Homopolar Generators (N-Machine) by Bruce de Palma

[AbbaRue]

After looking at your drawing, an interesting idea just came to my mind.
Do we even need a brush to collect the power from the disks?
Couldn't you just connect a very thick conductor from the outside of one disk to the inside of the next,
all along the whole array of disks. and then just connect the end 2 conductors to the outside circuit.
If the shaft isn't a conductor the 2 ends could then be connected to graphite brushes.
Then you have a higher voltage with a controllable current level.
Perhaps the disks could be combined with metal cones placed on a shaft like this  "o-l>l>l>l>-o"
That is a simple drawing but it illustrates what I mean.
That way the outside of one disk is connected to the inside of the next one, and so on, and so on.
Plus the cone shape would minimize air friction.
From your drawings, I thought maybe this was the same principle you were thinking of.
The brushless contact and the angle of the line you drew.
I don't see any reason why this shouldn't work.
I have never read anywhere that the disks have to rub against a brush to produce electricity.
Correct me if I'm wrong on that point.

[sm0ky2]

After looking at your drawing, an interesting idea just came to my mind.
Do we even need a brush to collect the power from the disks?
Couldn't you just connect a very thick conductor from the outside of one disk to the inside of the next,
all along the whole array of disks. and then just connect the end 2 conductors to the outside circuit.
If the shaft isn't a conductor the 2 ends could then be connected to graphite brushes.
Then you have a higher voltage with a controllable current level.
Perhaps the disks could be combined with metal cones placed on a shaft like this  "o-l>l>l>l>-o"
That is a simple drawing but it illustrates what I mean.
That way the outside of one disk is connected to the inside of the next one, and so on, and so on.
Plus the cone shape would minimize air friction.
From your drawings, I thought maybe this was the same principle you were thinking of.
The brushless contact and the angle of the line you drew.
I don't see any reason why this shouldn't work.
I have never read anywhere that the disks have to rub against a brush to produce electricity.
Correct me if I'm wrong on that point.

i want to stress the tangent line on a horizontal plane to the rotation of the disk.
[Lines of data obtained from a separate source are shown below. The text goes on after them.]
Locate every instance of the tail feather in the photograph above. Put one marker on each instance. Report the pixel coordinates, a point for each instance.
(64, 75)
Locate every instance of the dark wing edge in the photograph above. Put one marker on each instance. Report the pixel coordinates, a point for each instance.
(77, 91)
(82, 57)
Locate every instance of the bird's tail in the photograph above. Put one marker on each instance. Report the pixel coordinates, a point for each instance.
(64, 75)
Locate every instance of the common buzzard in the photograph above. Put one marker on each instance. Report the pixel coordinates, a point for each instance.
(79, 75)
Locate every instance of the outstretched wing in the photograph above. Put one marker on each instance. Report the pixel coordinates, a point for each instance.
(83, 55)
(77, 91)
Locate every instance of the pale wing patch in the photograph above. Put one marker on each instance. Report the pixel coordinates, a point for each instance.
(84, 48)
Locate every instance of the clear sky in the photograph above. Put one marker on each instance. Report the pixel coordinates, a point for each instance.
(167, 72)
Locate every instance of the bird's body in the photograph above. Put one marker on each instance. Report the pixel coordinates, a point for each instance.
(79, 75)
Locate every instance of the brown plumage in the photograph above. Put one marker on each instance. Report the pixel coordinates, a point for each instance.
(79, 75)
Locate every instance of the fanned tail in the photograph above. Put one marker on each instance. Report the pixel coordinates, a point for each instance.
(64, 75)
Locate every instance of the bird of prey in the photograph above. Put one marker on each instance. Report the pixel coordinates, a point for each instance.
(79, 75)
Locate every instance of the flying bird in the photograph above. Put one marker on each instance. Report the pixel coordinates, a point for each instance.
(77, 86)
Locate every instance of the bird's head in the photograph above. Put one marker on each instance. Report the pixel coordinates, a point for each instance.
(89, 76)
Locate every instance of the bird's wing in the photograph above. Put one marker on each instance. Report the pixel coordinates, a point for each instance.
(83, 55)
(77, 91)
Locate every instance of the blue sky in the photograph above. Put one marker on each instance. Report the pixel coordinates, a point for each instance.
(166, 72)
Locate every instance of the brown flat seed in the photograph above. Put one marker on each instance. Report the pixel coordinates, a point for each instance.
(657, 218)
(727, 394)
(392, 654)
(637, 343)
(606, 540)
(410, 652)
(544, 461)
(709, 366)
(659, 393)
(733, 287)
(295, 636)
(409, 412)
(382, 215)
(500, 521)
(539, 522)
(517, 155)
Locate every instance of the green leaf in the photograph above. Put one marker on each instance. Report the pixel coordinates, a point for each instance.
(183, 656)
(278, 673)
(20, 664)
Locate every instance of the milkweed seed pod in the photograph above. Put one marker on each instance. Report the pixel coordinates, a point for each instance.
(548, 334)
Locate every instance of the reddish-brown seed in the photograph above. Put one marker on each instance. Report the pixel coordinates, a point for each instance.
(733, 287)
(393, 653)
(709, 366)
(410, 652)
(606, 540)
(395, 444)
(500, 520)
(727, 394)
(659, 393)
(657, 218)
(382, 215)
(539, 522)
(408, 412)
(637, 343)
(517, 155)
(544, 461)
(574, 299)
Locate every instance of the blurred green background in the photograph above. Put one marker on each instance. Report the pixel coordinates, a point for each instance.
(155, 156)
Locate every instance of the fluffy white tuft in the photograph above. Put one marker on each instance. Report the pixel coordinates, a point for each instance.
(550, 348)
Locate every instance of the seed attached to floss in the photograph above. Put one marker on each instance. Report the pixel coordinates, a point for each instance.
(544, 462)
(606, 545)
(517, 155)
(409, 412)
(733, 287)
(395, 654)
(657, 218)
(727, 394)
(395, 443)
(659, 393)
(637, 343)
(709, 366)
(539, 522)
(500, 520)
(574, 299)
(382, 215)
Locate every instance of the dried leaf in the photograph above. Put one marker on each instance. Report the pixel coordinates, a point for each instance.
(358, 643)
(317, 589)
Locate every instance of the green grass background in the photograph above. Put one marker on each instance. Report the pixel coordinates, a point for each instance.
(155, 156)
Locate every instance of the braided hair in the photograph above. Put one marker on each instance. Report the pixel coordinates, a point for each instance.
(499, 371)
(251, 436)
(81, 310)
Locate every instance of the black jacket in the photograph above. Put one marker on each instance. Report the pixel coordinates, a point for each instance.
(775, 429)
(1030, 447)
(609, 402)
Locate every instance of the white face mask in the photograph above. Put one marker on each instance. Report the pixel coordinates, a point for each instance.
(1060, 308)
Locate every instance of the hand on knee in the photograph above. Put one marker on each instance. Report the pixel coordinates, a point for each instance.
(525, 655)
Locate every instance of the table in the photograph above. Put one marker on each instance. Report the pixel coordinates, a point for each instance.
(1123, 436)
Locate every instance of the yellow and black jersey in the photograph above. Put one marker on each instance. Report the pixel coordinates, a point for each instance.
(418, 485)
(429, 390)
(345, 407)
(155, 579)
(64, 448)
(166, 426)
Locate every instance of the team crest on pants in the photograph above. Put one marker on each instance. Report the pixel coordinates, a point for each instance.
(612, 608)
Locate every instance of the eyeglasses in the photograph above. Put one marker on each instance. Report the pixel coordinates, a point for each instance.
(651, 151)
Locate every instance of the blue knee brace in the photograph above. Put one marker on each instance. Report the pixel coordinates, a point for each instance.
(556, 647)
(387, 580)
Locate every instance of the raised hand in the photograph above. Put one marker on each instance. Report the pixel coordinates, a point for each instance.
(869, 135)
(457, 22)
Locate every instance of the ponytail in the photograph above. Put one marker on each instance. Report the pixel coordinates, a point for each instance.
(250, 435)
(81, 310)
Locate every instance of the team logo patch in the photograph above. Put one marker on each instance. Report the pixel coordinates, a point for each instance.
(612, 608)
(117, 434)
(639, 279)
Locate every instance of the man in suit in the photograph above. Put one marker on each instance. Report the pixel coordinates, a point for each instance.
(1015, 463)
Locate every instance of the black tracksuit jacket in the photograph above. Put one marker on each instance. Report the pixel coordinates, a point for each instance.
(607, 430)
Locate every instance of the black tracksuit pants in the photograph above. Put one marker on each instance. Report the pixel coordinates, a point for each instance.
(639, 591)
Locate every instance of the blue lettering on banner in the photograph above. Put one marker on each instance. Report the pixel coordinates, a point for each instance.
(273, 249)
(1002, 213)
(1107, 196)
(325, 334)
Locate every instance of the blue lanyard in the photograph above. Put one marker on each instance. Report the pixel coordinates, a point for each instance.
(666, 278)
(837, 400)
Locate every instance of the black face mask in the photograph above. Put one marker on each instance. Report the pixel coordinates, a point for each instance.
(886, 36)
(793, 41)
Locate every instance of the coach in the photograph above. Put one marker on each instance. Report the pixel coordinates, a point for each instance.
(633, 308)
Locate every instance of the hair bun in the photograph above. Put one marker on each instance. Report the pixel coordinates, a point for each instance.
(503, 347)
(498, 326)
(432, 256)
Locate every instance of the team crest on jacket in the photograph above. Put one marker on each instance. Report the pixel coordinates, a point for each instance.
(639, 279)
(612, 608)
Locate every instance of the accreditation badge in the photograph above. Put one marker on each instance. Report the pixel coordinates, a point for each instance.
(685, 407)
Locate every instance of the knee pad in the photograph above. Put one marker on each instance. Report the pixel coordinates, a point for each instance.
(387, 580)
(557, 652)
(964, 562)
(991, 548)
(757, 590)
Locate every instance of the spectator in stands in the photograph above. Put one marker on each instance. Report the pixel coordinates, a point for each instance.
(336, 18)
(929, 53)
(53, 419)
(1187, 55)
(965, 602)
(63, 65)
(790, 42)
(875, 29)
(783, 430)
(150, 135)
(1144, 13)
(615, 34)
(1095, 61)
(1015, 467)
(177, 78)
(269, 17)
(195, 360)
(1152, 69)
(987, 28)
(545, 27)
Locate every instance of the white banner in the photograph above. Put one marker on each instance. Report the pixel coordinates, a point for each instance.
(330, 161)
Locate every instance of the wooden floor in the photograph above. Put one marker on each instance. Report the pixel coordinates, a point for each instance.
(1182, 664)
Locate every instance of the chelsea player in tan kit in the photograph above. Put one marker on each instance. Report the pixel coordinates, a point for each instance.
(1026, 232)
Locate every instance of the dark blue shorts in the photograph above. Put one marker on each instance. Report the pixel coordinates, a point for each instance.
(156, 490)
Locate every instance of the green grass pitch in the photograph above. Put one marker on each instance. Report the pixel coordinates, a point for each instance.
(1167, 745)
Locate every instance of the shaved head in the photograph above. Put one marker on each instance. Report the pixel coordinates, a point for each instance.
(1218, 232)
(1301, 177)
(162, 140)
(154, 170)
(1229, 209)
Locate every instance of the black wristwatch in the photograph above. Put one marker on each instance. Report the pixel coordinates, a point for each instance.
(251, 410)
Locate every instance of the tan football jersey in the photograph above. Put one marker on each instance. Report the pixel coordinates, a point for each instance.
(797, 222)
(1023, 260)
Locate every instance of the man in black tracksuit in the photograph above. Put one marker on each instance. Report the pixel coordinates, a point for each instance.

cutting the lines back THROUGH the EMF to get to the center of the next disk, will greatly increase the back-torque on the disks.  This is the first mistake made with this kind of machine. and the moment you draw current from it, the disks will come to a HALT. and generate a good deal of heat.

having the return path at a tangent minimizes the back-torque, and with small brushless contacts there is very little friction.     

once the return-path is out of the resultant electro-magnetic field of the Disks - you can connect them in series/parallel however you like to increase your voltage or amperage accordingly.

the only way i cna see doing it like you are talking would be with sliding contacts (like a DC motor)
but this has been done before, and generates more friction than a bushless contact. as do brushes and slip-rings. - the latter two having additional back-EMF problems like described above.

[mikestocks2006]

Nice demonstration, polarities change, controlled setup and metrics.
It's a variation of the original Faraday's disk but same principle.

http://www.physics.umd.edu/lecdem/services/demos/demosk2/k2-64.htm

also as it possibly ties into special relativity
http://www.physics.umd.edu/lecdem/outreach/QOTW/arch11/q218unipolar.pdf

[mfred68]

Please forgive me for possibly not knowing all the technical facts about this disc idea, i havnt had much time to read it all yet, but as far as i understand the principle is to use a rotating copper disc, turning with a stationary magnet up against it (is this correct?) with the centre of the disc being connected to the metal drive shaft which is one electrical connection, and the edge of the disc being the other electrical connection via a brush.

if this is correct, what would happen if it was the disc that was fixed stationary and the magnet was put on the drive shaft instead? like that the problem of brushes would be eliminated.

would the operating principle be the same? or have i got it all totally wrong?

[Gearhead]

if this is correct, what would happen if it was the disc that was fixed stationary and the magnet was put on the drive shaft instead? like that the problem of brushes would be eliminated.

would the operating principle be the same? or have i got it all totally wrong?

You have come across the anomaly of the Faraday disk.  A rotating magnet has no effect on a stationary disk while a rotating disk with a rotating or non rotating magnet will produce a potential.  The effect seems to be that the magnetic field does not rotate with the magnet.  Actually it may be that the spin of the atoms within the disk may have something to do with relativity because the outer edge of the disk is traveling at a faster rate of speed than the portions of the disk nearer the axle.